You’ll notice I didn’t say a lot about the combat, and that’s because combat is, well, pretty straightforward. I think some reviewers were expecting something a little more action-oriented and what they got was a spiritual successor to Vampire: The Masquerade — Bloodlines, complete with a boss that is Bishop Vick levels of annoying. Combat can basically be summed up as “get behind cover and shoot until everyone stops moving. For the pacifists in the audience, there are a couple of non-lethal ways to defeat enemies (the game keeps track of “hospital bills” for non-lethal injuries and “orphans created” for kills. Some missions are slanted more towards stealth, combat, or gadgetry, but players who pay attention (and read the dossiers they acquire on characters) should have little trouble doing each mission their way. I should also note that upper level tiers for certain skills can utterly break the game. By the end of the third mission hub, I was running around taking down armed men in full view of other characters like the unholy offspring of the invisible man and the Roman goddess Laverna. It made fighting certain bosses ridiculously easy.

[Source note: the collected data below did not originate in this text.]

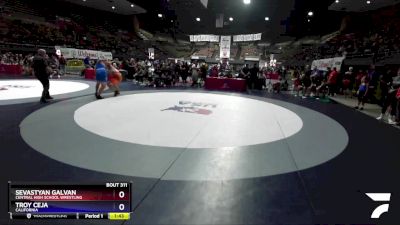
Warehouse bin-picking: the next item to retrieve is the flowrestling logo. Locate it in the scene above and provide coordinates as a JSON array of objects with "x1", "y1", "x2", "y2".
[
  {"x1": 365, "y1": 193, "x2": 391, "y2": 219},
  {"x1": 161, "y1": 101, "x2": 217, "y2": 116},
  {"x1": 0, "y1": 85, "x2": 33, "y2": 91}
]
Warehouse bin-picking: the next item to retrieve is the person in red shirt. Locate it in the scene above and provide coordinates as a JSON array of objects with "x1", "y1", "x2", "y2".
[{"x1": 327, "y1": 67, "x2": 338, "y2": 96}]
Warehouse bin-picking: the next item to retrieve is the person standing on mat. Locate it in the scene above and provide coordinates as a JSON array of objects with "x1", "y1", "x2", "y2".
[
  {"x1": 32, "y1": 49, "x2": 53, "y2": 103},
  {"x1": 95, "y1": 60, "x2": 107, "y2": 99},
  {"x1": 106, "y1": 62, "x2": 122, "y2": 97}
]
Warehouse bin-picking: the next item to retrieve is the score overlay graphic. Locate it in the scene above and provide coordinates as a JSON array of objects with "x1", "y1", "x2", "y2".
[{"x1": 8, "y1": 182, "x2": 132, "y2": 220}]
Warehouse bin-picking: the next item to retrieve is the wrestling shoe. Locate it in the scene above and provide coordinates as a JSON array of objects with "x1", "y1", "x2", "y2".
[{"x1": 40, "y1": 97, "x2": 48, "y2": 104}]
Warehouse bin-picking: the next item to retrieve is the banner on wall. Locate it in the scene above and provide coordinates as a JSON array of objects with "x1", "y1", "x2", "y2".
[
  {"x1": 219, "y1": 36, "x2": 231, "y2": 59},
  {"x1": 311, "y1": 57, "x2": 345, "y2": 71},
  {"x1": 55, "y1": 46, "x2": 113, "y2": 60},
  {"x1": 149, "y1": 48, "x2": 154, "y2": 59},
  {"x1": 189, "y1": 34, "x2": 219, "y2": 42},
  {"x1": 233, "y1": 33, "x2": 262, "y2": 42}
]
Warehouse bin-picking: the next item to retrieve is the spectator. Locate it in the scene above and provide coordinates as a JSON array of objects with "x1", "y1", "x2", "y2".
[
  {"x1": 355, "y1": 76, "x2": 370, "y2": 110},
  {"x1": 328, "y1": 67, "x2": 338, "y2": 96},
  {"x1": 59, "y1": 55, "x2": 67, "y2": 75}
]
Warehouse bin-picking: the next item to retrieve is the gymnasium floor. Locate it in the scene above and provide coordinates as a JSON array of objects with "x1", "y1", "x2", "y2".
[{"x1": 0, "y1": 77, "x2": 400, "y2": 224}]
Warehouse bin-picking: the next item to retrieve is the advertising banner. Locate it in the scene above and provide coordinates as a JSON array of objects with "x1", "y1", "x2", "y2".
[
  {"x1": 55, "y1": 46, "x2": 113, "y2": 60},
  {"x1": 311, "y1": 57, "x2": 345, "y2": 71},
  {"x1": 219, "y1": 36, "x2": 231, "y2": 59}
]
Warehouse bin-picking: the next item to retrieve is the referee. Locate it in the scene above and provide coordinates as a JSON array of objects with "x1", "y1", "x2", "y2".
[{"x1": 32, "y1": 49, "x2": 53, "y2": 103}]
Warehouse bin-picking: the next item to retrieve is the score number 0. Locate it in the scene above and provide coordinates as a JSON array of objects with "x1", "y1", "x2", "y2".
[{"x1": 118, "y1": 191, "x2": 125, "y2": 211}]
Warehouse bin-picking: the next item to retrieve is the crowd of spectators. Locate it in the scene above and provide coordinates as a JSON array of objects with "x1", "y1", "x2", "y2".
[{"x1": 290, "y1": 65, "x2": 400, "y2": 124}]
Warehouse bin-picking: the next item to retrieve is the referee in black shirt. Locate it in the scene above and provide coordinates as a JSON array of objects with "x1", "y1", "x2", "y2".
[{"x1": 32, "y1": 49, "x2": 53, "y2": 103}]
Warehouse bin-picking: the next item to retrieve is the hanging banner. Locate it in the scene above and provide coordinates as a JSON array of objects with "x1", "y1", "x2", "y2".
[
  {"x1": 311, "y1": 57, "x2": 345, "y2": 71},
  {"x1": 55, "y1": 46, "x2": 113, "y2": 60},
  {"x1": 219, "y1": 36, "x2": 231, "y2": 59},
  {"x1": 149, "y1": 48, "x2": 154, "y2": 59},
  {"x1": 233, "y1": 33, "x2": 262, "y2": 42},
  {"x1": 189, "y1": 34, "x2": 219, "y2": 42}
]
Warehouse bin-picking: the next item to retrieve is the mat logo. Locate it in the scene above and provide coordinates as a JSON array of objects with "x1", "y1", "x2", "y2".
[
  {"x1": 365, "y1": 193, "x2": 391, "y2": 219},
  {"x1": 0, "y1": 85, "x2": 33, "y2": 91},
  {"x1": 161, "y1": 101, "x2": 217, "y2": 116}
]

The one thing I would have liked to see was a bit more variety in missions. There were some unique missions and a few missions that were completely dialogue-based, but I would have liked the opportunity to actually attend the party that my target was throwing and have to bluff my way around instead of standing outside with a sniper rifle that uploads images to my handler (it makes sense in context). Then again, I am heavily biased when it comes to “sneaking into a party” type levels, as in I really like them. One final note, if you’re playing on PC, you might want to use a gamepad instead of a mouse and keyboard. I was playing with a mouse and keyboard and everything went smoothly, but I have a feeling the game was optimized for a gamepad (HACKING MINIGAME! ARGH!).

Overall, this is a great game that has unfortunately panned by review sites for its simplistic combat and dated visuals. If you’ve ever wanted to be James Bond, Jason Bourne, or Jack Bauer, pick this game up, you won’t regret it.